For the past two-and-a-half years, the Reserve Bank of India’s focus has been on a tight monetary policy. That is part of its mandate. However, the central bank also has the duty of overseeing the banking sector. The implementation of Basel-III norms from January 2013 will highlight that role. Over the next five years, the Indian banking sector will have to raise huge sums in both equity and debt in order to meet new and more stringent capitalisation norms.
This means a lot of bank paper hitting the initial public offering (IPO) market. It will be a difficult task to manage for several reasons. At the moment, growth is slow and many loans are sticky with a stream of large restructuring requests.

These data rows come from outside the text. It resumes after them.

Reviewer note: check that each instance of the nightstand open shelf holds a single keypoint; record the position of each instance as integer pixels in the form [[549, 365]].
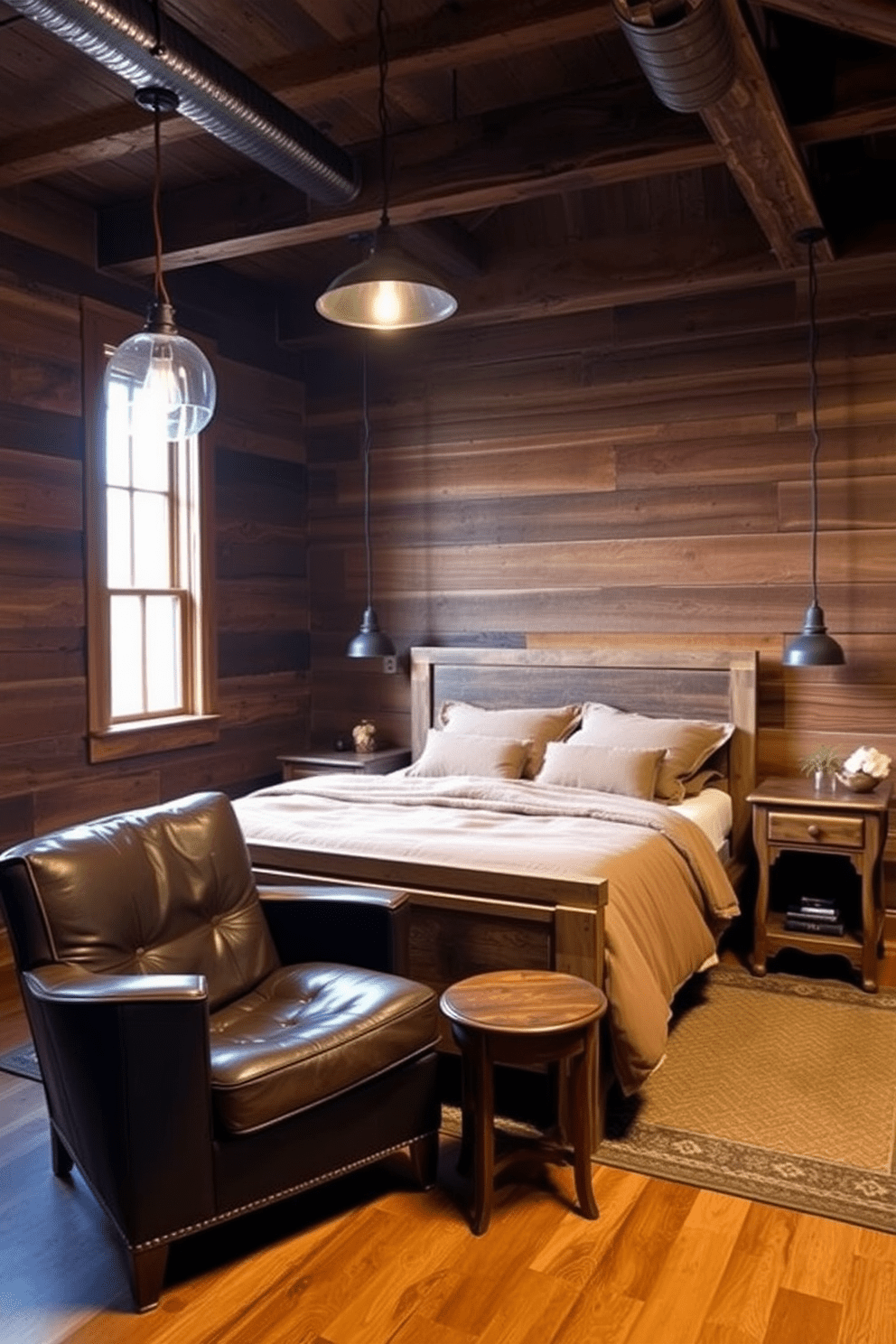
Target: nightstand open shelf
[[791, 817]]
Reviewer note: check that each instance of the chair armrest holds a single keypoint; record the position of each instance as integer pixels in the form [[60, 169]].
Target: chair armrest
[[360, 926], [126, 1063], [71, 984]]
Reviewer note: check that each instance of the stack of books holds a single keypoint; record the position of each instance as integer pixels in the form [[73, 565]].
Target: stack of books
[[815, 914]]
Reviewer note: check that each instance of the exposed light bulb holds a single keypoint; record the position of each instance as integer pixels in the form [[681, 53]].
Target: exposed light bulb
[[162, 372], [387, 307]]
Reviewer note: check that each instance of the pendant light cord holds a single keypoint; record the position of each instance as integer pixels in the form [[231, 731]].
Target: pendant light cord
[[813, 405], [366, 451], [382, 26], [162, 289]]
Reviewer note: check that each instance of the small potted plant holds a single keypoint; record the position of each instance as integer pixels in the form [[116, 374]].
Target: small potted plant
[[822, 765]]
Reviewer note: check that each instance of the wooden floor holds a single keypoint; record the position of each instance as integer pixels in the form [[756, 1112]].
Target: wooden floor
[[371, 1260]]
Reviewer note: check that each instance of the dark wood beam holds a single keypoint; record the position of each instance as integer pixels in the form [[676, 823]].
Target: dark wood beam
[[454, 38], [752, 135], [586, 277], [477, 163], [872, 19], [445, 247]]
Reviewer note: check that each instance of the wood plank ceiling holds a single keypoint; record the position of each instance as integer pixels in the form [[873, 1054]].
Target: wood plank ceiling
[[529, 157]]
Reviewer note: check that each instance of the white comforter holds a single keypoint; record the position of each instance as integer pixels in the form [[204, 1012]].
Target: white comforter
[[669, 895]]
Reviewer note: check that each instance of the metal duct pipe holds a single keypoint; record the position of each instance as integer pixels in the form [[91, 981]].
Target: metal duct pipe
[[683, 46], [137, 42]]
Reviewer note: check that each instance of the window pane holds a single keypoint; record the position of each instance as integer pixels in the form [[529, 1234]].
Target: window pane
[[118, 537], [152, 543], [117, 440], [163, 655], [126, 645], [151, 456]]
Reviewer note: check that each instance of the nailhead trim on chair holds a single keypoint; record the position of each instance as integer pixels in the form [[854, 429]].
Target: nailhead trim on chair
[[256, 1203], [281, 1194]]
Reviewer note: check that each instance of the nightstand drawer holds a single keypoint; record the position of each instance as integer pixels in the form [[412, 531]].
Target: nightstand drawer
[[807, 828]]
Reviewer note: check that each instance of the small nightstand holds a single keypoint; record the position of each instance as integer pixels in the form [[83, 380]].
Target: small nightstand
[[790, 815], [344, 762]]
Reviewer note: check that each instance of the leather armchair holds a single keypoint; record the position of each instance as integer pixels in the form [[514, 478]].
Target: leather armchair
[[192, 1073]]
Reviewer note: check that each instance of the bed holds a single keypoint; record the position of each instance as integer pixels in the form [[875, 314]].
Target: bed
[[490, 873]]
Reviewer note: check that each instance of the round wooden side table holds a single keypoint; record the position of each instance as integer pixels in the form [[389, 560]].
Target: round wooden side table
[[524, 1018]]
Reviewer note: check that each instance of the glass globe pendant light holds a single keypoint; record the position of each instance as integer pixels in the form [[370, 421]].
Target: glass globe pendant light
[[813, 647], [388, 291], [163, 375]]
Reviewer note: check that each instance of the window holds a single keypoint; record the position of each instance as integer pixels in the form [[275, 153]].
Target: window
[[149, 638]]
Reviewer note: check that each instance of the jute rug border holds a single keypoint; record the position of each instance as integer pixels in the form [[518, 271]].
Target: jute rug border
[[805, 1184]]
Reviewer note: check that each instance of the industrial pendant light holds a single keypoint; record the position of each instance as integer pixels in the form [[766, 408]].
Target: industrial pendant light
[[163, 375], [388, 291], [369, 641], [813, 647]]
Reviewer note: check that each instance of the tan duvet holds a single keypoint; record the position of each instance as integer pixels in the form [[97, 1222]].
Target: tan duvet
[[669, 895]]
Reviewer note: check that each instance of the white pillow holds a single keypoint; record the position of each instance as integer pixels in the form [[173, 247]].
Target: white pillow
[[686, 742], [458, 753], [537, 724], [629, 770]]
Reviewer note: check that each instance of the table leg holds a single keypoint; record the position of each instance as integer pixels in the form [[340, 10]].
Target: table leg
[[582, 1085], [482, 1079], [468, 1113], [761, 913], [869, 924]]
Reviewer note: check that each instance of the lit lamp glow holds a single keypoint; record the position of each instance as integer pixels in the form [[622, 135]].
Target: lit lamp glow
[[157, 371], [388, 291], [163, 372]]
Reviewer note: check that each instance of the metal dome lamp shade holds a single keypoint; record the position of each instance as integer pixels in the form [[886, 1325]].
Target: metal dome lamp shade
[[157, 372], [388, 291], [813, 647], [369, 641]]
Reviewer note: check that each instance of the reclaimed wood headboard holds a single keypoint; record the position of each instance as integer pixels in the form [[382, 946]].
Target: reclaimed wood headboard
[[695, 683]]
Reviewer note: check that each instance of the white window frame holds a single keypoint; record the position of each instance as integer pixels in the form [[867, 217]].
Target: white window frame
[[192, 559]]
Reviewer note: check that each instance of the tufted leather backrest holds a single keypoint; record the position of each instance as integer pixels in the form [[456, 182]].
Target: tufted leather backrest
[[164, 890]]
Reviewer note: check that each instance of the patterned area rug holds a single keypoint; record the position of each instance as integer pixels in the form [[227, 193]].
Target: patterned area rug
[[782, 1090], [778, 1089]]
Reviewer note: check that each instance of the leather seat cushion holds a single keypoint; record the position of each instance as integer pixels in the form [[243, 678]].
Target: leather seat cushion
[[309, 1031]]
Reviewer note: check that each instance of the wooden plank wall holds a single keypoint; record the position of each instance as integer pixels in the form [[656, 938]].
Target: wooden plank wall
[[262, 600], [633, 471]]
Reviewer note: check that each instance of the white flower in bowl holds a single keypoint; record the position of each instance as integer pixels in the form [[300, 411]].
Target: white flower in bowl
[[868, 761]]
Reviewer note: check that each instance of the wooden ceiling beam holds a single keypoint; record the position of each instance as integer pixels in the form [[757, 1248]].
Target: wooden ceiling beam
[[872, 19], [587, 275], [752, 135], [593, 275], [453, 39], [465, 165]]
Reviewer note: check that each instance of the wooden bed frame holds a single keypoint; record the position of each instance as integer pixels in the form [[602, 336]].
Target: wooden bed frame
[[455, 922]]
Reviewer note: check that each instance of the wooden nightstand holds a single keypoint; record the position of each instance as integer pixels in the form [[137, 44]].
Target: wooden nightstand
[[345, 762], [790, 815]]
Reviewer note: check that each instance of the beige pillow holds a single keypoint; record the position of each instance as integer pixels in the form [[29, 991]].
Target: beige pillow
[[539, 726], [688, 742], [628, 770], [458, 753]]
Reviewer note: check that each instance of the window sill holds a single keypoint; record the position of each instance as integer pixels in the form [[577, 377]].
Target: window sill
[[131, 740]]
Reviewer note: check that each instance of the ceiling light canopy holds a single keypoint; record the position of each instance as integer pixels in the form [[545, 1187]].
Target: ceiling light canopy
[[157, 374], [813, 647], [388, 291]]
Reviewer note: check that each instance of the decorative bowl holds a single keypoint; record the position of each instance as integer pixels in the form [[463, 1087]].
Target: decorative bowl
[[857, 781]]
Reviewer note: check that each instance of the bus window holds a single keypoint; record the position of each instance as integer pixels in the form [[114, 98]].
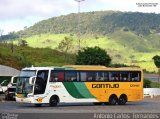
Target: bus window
[[135, 76], [114, 76], [57, 76], [124, 76], [83, 76], [91, 76], [106, 76], [41, 81], [99, 76], [71, 76]]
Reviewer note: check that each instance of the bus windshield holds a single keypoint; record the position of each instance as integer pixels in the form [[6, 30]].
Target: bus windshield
[[23, 85], [27, 73]]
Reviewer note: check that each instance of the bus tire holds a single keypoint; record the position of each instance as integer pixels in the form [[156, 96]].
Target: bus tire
[[38, 105], [53, 101], [113, 100], [122, 99]]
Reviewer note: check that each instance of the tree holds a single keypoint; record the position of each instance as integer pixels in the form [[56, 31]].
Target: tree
[[156, 61], [93, 56], [65, 45]]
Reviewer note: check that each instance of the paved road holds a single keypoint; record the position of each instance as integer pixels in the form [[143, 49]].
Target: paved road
[[79, 110]]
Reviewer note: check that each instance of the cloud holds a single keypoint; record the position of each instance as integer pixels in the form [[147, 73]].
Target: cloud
[[15, 14], [21, 8]]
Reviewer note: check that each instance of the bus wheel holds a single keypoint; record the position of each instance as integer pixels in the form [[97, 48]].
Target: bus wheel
[[38, 105], [122, 100], [113, 100], [53, 101]]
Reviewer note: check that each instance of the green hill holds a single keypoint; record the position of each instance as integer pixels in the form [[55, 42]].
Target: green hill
[[130, 38], [27, 56]]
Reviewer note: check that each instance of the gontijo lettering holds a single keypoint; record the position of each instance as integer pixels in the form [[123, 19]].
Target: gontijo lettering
[[105, 85]]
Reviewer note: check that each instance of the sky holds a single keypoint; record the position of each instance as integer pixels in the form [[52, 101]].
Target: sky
[[17, 14]]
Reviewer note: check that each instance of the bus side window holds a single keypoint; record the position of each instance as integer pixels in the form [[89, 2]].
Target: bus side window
[[91, 76], [99, 76], [56, 76], [83, 76], [71, 76], [114, 76], [106, 76], [135, 76], [124, 76]]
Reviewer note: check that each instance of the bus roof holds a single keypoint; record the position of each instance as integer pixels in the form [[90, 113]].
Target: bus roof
[[98, 67]]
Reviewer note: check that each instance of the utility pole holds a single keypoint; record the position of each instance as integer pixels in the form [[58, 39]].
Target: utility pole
[[1, 32], [79, 42]]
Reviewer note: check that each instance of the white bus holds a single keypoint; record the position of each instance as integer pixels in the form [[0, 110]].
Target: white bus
[[72, 84]]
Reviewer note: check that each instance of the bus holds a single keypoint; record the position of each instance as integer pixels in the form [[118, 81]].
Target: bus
[[79, 84]]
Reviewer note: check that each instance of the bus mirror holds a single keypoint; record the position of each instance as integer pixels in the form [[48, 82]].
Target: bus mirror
[[14, 79], [31, 80]]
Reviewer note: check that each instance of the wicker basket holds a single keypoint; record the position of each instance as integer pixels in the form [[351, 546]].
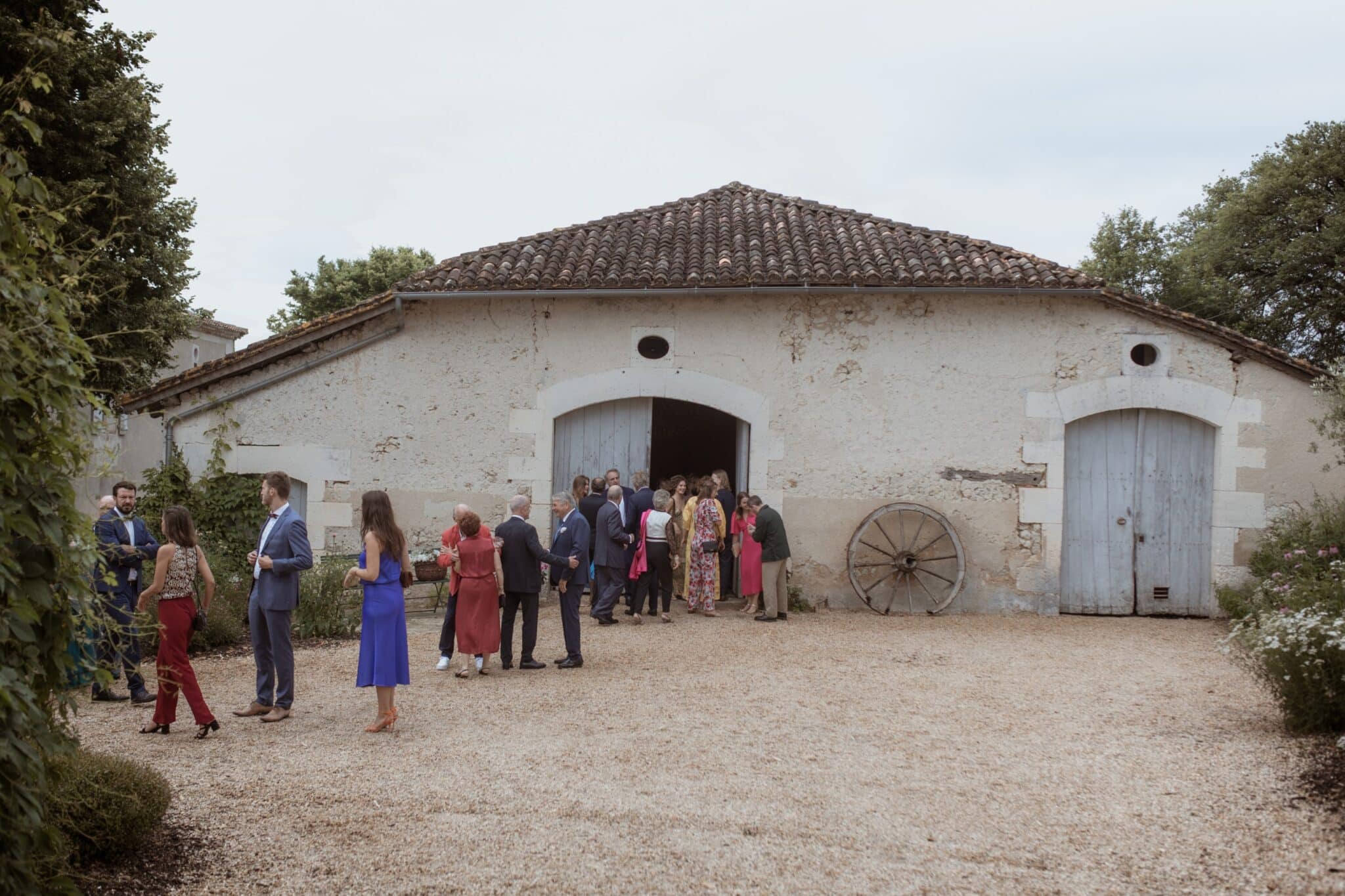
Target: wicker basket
[[430, 571]]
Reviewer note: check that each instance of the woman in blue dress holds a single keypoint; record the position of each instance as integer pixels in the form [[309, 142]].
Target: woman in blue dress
[[384, 661]]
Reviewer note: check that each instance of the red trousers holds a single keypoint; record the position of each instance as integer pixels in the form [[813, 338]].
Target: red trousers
[[175, 672]]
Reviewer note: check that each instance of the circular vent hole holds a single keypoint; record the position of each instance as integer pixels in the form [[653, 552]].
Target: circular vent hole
[[1143, 355], [653, 347]]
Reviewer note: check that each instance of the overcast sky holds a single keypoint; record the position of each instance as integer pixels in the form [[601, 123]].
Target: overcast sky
[[309, 129]]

This makes banks, especially PSU banks, look unattractive investment prospects at the moment.
As and when the economy goes into recovery mode, the sticky loan situation will improve. But the demand for credit will also rise as businesses go into expansion mode and consumption demand rises. Since banking norms are tied to outstanding credit, this will mean that banks will need to raise even larger sums as the economy moves into a boom phase.
The government will have to take hard decisions about maintaining its equity stake (about 58 per cent overall) in the public-sector unit (PSU) banks because it may not find it easy to pump the required amounts into the banking system. Individual banks will have to take tricky decisions about the timing of their fund-raising and the structures they adopt in tapping equity and debt markets.
But the central bank will have to manage the overall monetary environment to let this process of recapitalisation proceed smoothly. This will exert a huge influence on monetary policy over the next five years.
That is a pretty long timeframe. One can more or less guarantee that the macro-economy will go through at one full boom-bust cycle while the Basel-III recapitalisation takes place. It is an unprecedented situation because of the quanta of funding required as well as the length of the time-period and because every bank, more or less, will have to go to the market.
How can a trader exploit this? There can only be signposts. The market is likely to respond in exaggerated fashion to changes in bank balance-sheets and especially in NPA and provisioning situations. So, efforts will be made to prop up valuations, perhaps by window-dressing. However, whenever a bank announces an IPO, the impending equity dilution is likely to cause a drop in the price. It's impossible to predict directional trends over such long periods. But a rise in volatility in a sector which is already high-beta should provide rich opportunities to traders with flexible outlooks.